In GBQ all the datasets are grouped in the customer-facing project. You can use the tenant ID to search for the datasets.

The following two datasets are available in the GBQ:
  1. GBQ Tables: GBQ tables include datasets for each Entity type, Relation type and Interaction type. Additional tables in the GBQ contain information about matches and merges. The GBQ tables follow the naming convention riq_dw_<environment>_<tenant ID> and stores raw entity, relationship, interaction, match and, merge MDM data.
  2. GBQ Views: GBQ views include the current version of an entity, relationship, match or workflow. The GBQ views follow the naming convention views_riq_dw_<environment>_<tenant ID> and contains views of the tables dataset.
There are two ways an MDM tenant and GBQ are synced:
  1. Batch: An on-demand process where the complete data is synced.
  2. Streaming: In the MDM tenant, changes are copied to the GBQ in near real-time.

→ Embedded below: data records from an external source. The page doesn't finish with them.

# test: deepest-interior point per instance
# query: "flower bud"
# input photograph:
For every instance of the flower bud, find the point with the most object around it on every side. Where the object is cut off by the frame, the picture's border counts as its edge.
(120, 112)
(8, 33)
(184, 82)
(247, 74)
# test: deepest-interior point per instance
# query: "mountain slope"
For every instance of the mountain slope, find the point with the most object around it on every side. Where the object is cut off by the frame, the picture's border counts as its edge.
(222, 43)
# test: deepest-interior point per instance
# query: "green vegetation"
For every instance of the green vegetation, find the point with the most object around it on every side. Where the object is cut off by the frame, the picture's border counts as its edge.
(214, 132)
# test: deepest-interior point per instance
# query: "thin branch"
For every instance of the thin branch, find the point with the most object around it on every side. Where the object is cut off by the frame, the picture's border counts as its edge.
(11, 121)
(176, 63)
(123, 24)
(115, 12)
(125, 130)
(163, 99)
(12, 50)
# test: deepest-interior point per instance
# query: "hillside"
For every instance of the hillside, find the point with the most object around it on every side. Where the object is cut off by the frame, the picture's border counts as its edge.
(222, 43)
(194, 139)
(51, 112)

Typical operating mode for Reltio Reporting and Analytics is streaming.
Note: GBQ queries must always use GBQ views instead of tables.

Limitations

The following limitations still exist:

  • For a pair of entities having more than one potential match, if one of the matches is removed the entity is skipped in GBQ. For example, when a rule is updated or removed.
  • For a pair of entities having a manual match and a potential match, only the manual match is returned in GBQ. In the UI, the count is not affected because a manual match is displayed as a manual rule within the potential match record.
  • For a pair of entities having more than one potential match, only the latest are returned in GBQ. It does not affect the count. For example: when a rule is updated or duplicated.
  • In Reltio Insights, transitive matches are not supported.